David Spigelmyer, President of the Marcellus Shale Coalition, powerfully testified at the Pennsylvania House State Government Committee hearing on Monday and here’s what he had to say.
Good morning, Chairman Metcalfe, Chairman Bradford and members of the House State Government Committee. Thank you for the opportunity to testify today regarding the significant negative economic ramifications of the moratorium on responsible shale gas development imposed by the Delaware River Basin Commission (DRBC). My name is Dave Spigelmyer, and I serve as President of the Marcellus Shale Coalition (MSC).
The MSC is a state-wide trade association representing nearly 200 energy producing, midstream, transmission and supply chain members who are fully committed to working with local, county, state and federal government officials to facilitate the development of natural gas resources in the Marcellus, Utica and related geologic formations.
Responsible development of oil and natural gas from unconventional formations1 presents an unprecedented opportunity to provide sustainable and broad-based economic benefits to our region and the nation.

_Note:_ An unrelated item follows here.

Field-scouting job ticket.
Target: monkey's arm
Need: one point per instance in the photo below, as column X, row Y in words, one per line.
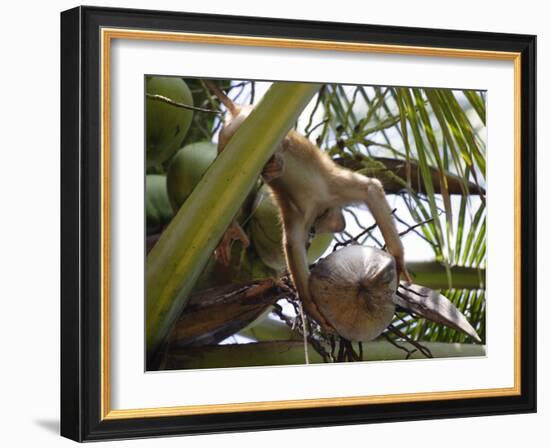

Pennsylvania has become the second largest producer of natural gas in the United States, with over 8,000 producing unconventional wells amounting to 5.36 trillion cubic feet in 20172. Pennsylvania is responsible for almost 20% of the country’s total natural gas production and at least 33 of Pennsylvania’s 67 counties have at least one producing unconventional gas well. Citizens of the Commonwealth have realized significant economic benefits from this development, including:
Over 100,000 Pennsylvanians directly and indirectly working in industry-related jobs, supporting hundreds of thousands of their family members.